France–United Kingdom

The maritime boundary between France and the United Kingdom was established by virtue of five bilateral agreements and two Court rulings that spanned a time frame of more than 30 years, from 1977 to 2011.

An arbitral tribunal was tasked with deciding the portion of the continental shelf boundary that extends west of the 0° 30′ W meridian. The Tribunal established the boundary by utilizing a modified version of equidistance. Successive bilateral agreements then defined and refined the eastern portion of the boundary based primarily on the equidistance methodology.

The last boundary agreement, signed in 2011, allowed for the continental shelf portions of the boundary to apply also to the exclusive economic zone. It also converted all the boundary turning points from the European Datum 1950 into the World Geodetic System 1984.

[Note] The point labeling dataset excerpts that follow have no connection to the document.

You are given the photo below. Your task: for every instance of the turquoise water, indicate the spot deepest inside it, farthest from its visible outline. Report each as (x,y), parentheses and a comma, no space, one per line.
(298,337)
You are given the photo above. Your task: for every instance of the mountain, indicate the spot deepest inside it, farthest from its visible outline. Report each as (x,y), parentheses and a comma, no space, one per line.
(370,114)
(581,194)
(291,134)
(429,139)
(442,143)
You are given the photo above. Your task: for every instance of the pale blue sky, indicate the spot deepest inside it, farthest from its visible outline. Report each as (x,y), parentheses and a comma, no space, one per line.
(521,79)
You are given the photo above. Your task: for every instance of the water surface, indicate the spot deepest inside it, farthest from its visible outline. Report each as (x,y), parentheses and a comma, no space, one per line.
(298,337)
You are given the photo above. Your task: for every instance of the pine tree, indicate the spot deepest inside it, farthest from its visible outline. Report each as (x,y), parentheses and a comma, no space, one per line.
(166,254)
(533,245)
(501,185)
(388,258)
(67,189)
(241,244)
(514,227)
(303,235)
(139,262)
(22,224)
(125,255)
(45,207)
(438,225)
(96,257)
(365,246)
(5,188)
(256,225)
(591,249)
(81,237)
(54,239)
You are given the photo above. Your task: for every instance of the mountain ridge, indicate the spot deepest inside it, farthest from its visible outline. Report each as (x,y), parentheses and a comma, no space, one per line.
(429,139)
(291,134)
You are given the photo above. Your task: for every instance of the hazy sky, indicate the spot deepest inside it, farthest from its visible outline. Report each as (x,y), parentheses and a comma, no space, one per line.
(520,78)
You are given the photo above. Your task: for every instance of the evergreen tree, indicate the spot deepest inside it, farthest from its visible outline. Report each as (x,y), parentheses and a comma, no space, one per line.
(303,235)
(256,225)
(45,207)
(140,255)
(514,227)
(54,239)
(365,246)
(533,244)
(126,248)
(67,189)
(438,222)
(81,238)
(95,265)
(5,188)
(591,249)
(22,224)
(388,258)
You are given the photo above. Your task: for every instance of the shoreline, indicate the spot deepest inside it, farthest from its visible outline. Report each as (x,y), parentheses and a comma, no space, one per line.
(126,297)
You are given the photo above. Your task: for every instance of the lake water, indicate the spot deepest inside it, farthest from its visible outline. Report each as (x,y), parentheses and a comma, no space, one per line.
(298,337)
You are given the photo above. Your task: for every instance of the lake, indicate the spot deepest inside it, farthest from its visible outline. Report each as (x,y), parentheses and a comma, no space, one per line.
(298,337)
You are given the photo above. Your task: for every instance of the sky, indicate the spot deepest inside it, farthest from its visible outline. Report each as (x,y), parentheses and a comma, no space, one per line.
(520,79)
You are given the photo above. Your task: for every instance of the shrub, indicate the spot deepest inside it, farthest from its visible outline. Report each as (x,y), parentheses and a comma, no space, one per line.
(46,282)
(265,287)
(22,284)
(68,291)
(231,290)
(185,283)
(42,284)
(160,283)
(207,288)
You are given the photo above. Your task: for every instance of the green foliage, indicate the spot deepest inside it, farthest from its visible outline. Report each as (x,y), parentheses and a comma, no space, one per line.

The boundary is essentially comprised of three components. The first is a continental shelf boundary in the east that starts at the tripoint with Belgium and proceeds 26 nautical miles (M), whereupon it then enters the Strait of Dover. Through the strait, the boundary divides the Parties’ territorial seas for a total distance of 34 M. The final boundary segment in the west is a continental shelf/exclusive economic zone boundary that extends for 472 M. In total, the boundary spans 532 M.

Map showing the maritime boundary between France and the UK

France and the United Kingdom also share maritime boundaries with Guernsey and Jersey.